The British Airways Flight 268 incident occurred on February 20, 2005, and involved the flight’s engine being caught in flames shortly after they have left the airport in Los Angeles. The fire was, reportedly, caused by an engine surge, almost immediately after takeoff, with flames visibly coming from it. The crew shut down the engine and continued to fly with three other engines left, finishing its flight across the Atlantic Ocean and landing in Manchester instead of London, citing fuel shortage as the reason. The incident was viewed as controversial because of the crew’s decision to fly so far without landing at a nearby airport, potentially endangering themselves and the passengers. British Airways managed to avoid the persecution of flying an unairworthy aircraft by citing British laws as well as the plane’s specifications.
The crew’s rationalization came primarily from two motivators. First, they did not wish to dump 70 tons of fuel near the city, and second, the operational instructions for the Boeing 747-400 stated that the plane can operate with three engines only. The captain rationalized that they would have enough fuel to reach their original destination but then decided to land in Manchester due to being worried about not having enough fuel to finish the trip. It is stated that prior to the decision being made the pilots consulted with the airline dispatcher, meaning that their input had an influence on the decision-making process.
I believe that the Captain should have been charged by the FAA rather than dropping the case based on the assurances that such accidents would never happen again, and other platitudes of a similar kind. First, it must be understood that Boeing 747-400, while fully capable of flying with three engines only, is capable of such a performance as a precautionary safety against incidents just like the one that had occurred. It was intended as an emergency mode rather than for standard operations. In an event of one engine failure, the plane is enabled to reach the nearest airport without stressing out the system and endangering the lives of those on board.
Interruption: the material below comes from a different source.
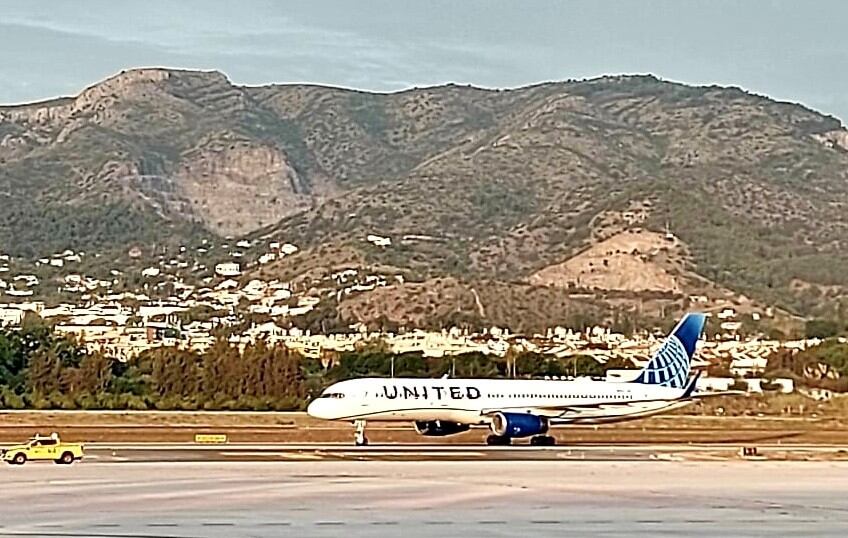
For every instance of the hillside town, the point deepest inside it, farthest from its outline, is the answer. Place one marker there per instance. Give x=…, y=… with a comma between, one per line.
x=124, y=324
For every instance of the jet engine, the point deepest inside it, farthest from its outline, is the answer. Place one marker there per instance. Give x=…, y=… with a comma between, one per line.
x=439, y=428
x=518, y=424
However, flying without such an extra safety is a great risk, because of the potential event of another engine failing due to circumstances outside of operations and maintenance. The plane could have hit a flock of birds or encountered atmospheric turbulences that could have affected the flight, or suffered another malfunction and crashed into the ocean. The report states that Flight 268’s trip across the Atlantic was not easy, encountering unfavorable conditions that facilitated the use of extra fuel. The risk taken by the Captain was great and unnecessary.
The case study states that the accident happened almost immediately after leaving the Los Angeles airport and that flight control was ready to cancel the trip and allow the plane to land in some of the nearest airports. This did not happen, as instead the company and the Captain took it upon themselves to finish the flight without there being any reasonable necessity for it – the dumping of fuel was not enough of a concern to endanger 370 lives on board. The fact that British Airways Flight 268 did not end up being one of the greatest tragedies in the company’s history was a result of pure luck rather than a calculated risk facilitated by necessity.